Implementing Conversational Memory in Large Language Models
Large language models inherently lack memory, as they process each input independently without retaining context from previous interactions. In practical applications, memory is simulated by appending the entire conversation history to each new prompt, allowing the model to generate contextually relevant responses. This approach increases token usage and processing time with longer conversations, making efficient memory management essential.

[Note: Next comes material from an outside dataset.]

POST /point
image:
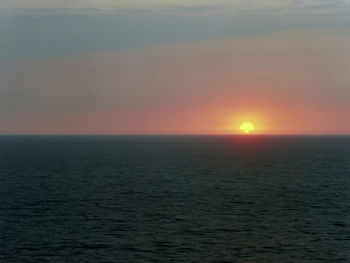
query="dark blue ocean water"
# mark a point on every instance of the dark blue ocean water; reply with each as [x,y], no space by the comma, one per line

Using ChatPromptTemplate for Message History
Define a chat model and construct a message template with role assignments:
from langchain_community.chat_models import QianfanChatEndpoint
from langchain_core.prompts import ChatPromptTemplate
import os
os.environ["QIANFAN_AK"] = "your_ak"
os.environ["QIANFAN_SK"] = "your_sk"
chat_model = QianfanChatEndpoint(
model="ERNIE-3.5-8K",
temperature=0.2,
timeout=30
)
template = ChatPromptTemplate.from_messages([
("system", "You are a helpful assistant named {assistant_name}."),
("human", "Hello, how are you?"),
("ai", "I'm doing well, thank you!"),
("human", "{query}")
])
messages = template.format_messages(assistant_name="Alex", query="What's your name?")
response = chat_model.invoke(messages)
print(response.content)
This template structures conversation roles—system, human, and AI—ensuring the model distinguishes between sepakers. Common template types include:
SystemMessagePromptTemplatefor system instructions.HumanMessagePromptTemplatefor user inputs.AIMessagePromptTemplatefor AI responses.ChatMessagePromptTemplatefor custom roles.MessagesPlaceholderfor dynamic history insertion.
Dynamic Memory with MessagesPlaceholder
For flexible memory handling, use MessagesPlaceholder to inject conversation history dynamically:
from langchain_core.messages import AIMessage, HumanMessage
from langchain_core.prompts import MessagesPlaceholder
prompt_template = ChatPromptTemplate.from_messages([
("system", "You are a helpful assistant."),
MessagesPlaceholder(variable_name="conversation_log")
])
pipeline = prompt_template | chat_model
output = pipeline.invoke({
"conversation_log": [
HumanMessage(content="My name is Luna."),
AIMessage(content="Hello Luna! Nice to meet you."),
HumanMessage(content="What did I just say?")
]
})
print(output.content)
The MessagesPlaceholder acts as a container for conversation history, decoupling memory storage from prompt construction. This enables operations like editing or truncating history, such as reverting to earlier points in a dialogue.
Manual Memory Management
Build a custom history list to store and retrieve past interactions:
from langchain_core.messages import HumanMessage
history = []
first_query = "Where does pumpkin soup originate?"
first_reply = pipeline.invoke({"input": first_query, "chat_history": history})
print(first_reply.content)
history.extend([HumanMessage(content=first_query), ("ai", first_reply.content)])
second_query = "How do you cook it?"
second_reply = pipeline.invoke({"input": second_query, "chat_history": history})
print(second_reply.content)
By extending the history list after each exhcange, the model retains context. The second query about pumpkin soup preparation receives a relevant response, demonstrating effective memory retention.
Memory implementation relies on embedding prior dialogues into prompts, balancing context relevance with computational efficiency. Techniques like MessagesPlaceholder and manual history lists provide adaptable solutions for conversational AI systems.